|Dates: 11 June-11 July. Venues: Amsterdam, Baku, Bucharest, Budapest, Copenhagen, Glasgow, London, Munich, Rome, Seville, St-Petersburg. Coverage: Live on BBC TV, BBC Radio 5 Live, iPlayer and the BBC Sport website and app. Click here for more details|
It was new and dazzling, and yet, in the end, it was all painfully familiar.
The hope that built to a deafening crescendo by kick-off. The sensory overload that accompanied the Scotland players on to the pitch. The sheer nerve-jangling anticipation of what was about to unfold.
Then, reality. The missed opportunities. The desperate concessions. The grim endgame that left Scotland goalless and pointless from a group match of such towering importance to their hopes of reaching the knockouts.
Harsh lessons are taught at football’s top table, where Scotland’s men had not dined for 23 years.
Glasgow abuzz for seminal day
The day began with a feverish excitement. Cans of lager were consumed at breakfast; establishments rammed by noon. Schoolchildren were given a break to watch the game. Glasgow hummed and buzzed in a way it has not done for years.
At Hampden itself, history hung the air, the seminal nature of the afternoon amplified by the long, long wait for fans to return to the national stadium. The feeling was different and special. Even the plug sockets in the media zone had been converted to fit European adapters.

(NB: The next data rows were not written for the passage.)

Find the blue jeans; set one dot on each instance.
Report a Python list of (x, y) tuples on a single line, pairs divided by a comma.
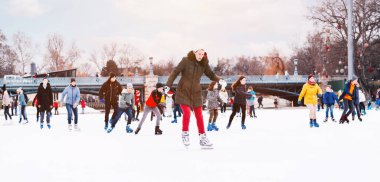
[(70, 109), (120, 112), (331, 108), (175, 110)]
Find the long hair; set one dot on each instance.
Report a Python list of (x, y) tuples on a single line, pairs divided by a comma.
[(237, 83), (191, 56), (211, 86)]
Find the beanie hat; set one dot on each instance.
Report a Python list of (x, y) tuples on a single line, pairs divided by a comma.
[(112, 75), (311, 75), (354, 77), (159, 85)]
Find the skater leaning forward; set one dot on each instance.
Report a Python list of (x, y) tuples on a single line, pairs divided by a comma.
[(45, 102), (189, 91), (72, 94), (126, 101), (151, 105), (109, 92), (310, 92), (240, 101)]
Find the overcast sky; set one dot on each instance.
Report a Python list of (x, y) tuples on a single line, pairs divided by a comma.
[(163, 29)]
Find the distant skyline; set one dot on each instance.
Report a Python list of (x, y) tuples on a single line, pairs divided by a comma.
[(164, 29)]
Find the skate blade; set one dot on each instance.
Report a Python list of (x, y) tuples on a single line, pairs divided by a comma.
[(207, 147)]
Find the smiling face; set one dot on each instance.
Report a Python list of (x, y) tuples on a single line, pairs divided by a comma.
[(312, 79), (129, 90), (243, 81), (215, 86), (199, 54)]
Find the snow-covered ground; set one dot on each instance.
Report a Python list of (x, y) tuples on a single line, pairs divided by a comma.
[(277, 146)]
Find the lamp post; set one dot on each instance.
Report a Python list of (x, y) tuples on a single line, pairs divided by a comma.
[(136, 65), (295, 67), (151, 66)]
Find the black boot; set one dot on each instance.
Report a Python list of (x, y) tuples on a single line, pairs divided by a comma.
[(137, 131), (158, 131), (346, 119)]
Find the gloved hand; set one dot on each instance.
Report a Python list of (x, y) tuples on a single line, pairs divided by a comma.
[(223, 83)]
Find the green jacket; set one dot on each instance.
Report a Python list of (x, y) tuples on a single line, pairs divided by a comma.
[(189, 90)]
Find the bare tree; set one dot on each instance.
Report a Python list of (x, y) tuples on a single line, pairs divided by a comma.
[(73, 54), (98, 62), (84, 70), (110, 51), (332, 15), (54, 57), (8, 57), (24, 50)]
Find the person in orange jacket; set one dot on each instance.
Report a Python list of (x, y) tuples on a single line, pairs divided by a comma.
[(310, 92), (83, 104)]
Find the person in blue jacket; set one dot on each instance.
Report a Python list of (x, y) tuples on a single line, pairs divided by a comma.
[(329, 98), (72, 94)]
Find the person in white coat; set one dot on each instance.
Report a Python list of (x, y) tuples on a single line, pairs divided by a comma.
[(6, 103), (362, 102)]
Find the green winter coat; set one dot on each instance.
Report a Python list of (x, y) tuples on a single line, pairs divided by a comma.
[(189, 90)]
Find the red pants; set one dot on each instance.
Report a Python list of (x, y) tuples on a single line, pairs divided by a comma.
[(186, 118)]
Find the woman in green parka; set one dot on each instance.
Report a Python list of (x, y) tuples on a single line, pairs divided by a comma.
[(189, 91)]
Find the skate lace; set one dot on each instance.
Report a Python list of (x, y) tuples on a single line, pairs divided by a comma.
[(204, 140), (185, 137)]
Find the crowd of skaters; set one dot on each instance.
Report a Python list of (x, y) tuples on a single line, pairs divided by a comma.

Children bounced on the shoulders of their parents, a boundless enthusiasm that could only come from those too young to be burdened by the failures of the past. More senior footsoldiers of the Tartan Army embraced in the stands, joyous to be among the modest crowd – modest, that is, in number, not volume.
On the BBC TV platform, presenter Eilidh Barbour and her colleagues had to roar into their microphones to be heard above the din. Steve Clarke could not hear the questions being put to him trackside.
The official figure showed around 9,000 fans were scattered across the Hampden bowl. In reality, as Flower of Scotland pealed out, it could have been five million.
The angst, though, came thick and fast. First, rumours fizzed around social media suggesting Kieran Tierney was not fit to play. A “niggle”, Clarke would later confirm, ruled him out. Tierney is not only a terrific player, crucial to how Scotland operate, but a young man so utterly uncowed by these big occasions.
More was to follow. Whenever Scotland crossed the halfway line, the place went berserk, then collapsed in a wave of disappointment as chance after chance was squandered. An acapella rendition of the national anthem could not rouse Scotland into the lead.
When Patrik Schick planted his header beyond David Marshall, the place fell silent for the first time. When Schick’s utterly majestic second soared over the goalkeeper, frustration turned to exasperation and, eventually, resignation.
‘Scots left feeling Schick’
BBC Sport Scotland’s Scott Mullen at Hampden
As workplaces, classrooms and household chores ground to a halt, the doors of Hampden opened to Scotland fans for the first time since they faced Kazakhstan in November 2019.
It began with a trickle, opening up to a flow of dark blue, kilts and saltires flooding Mount Florida. Scotland was back, and so was the Tartan Army.
Inside the ground, the 9,000 who got tickets did themselves proud. The noise of hearing Yes Sir… I Can Boogie belted out by a Scotland crowd for the first time was a surreal experience, given its incarnation as a national anthem now seems a lifetime ago.
The swell of pride at the anthem proper will live long. Sadly, so too will the silence that befell the old lady in Glasgow’s south side just moments before the break as Schick had the Scots feeling, well, sick.
As Scotland’s players were applauded off, Andy Robertson sloped off to the main stand, hoisting his child into his arms. Their dad has helped take Scotland this far. A heroic effort from him and his team is now needed to continue that journey.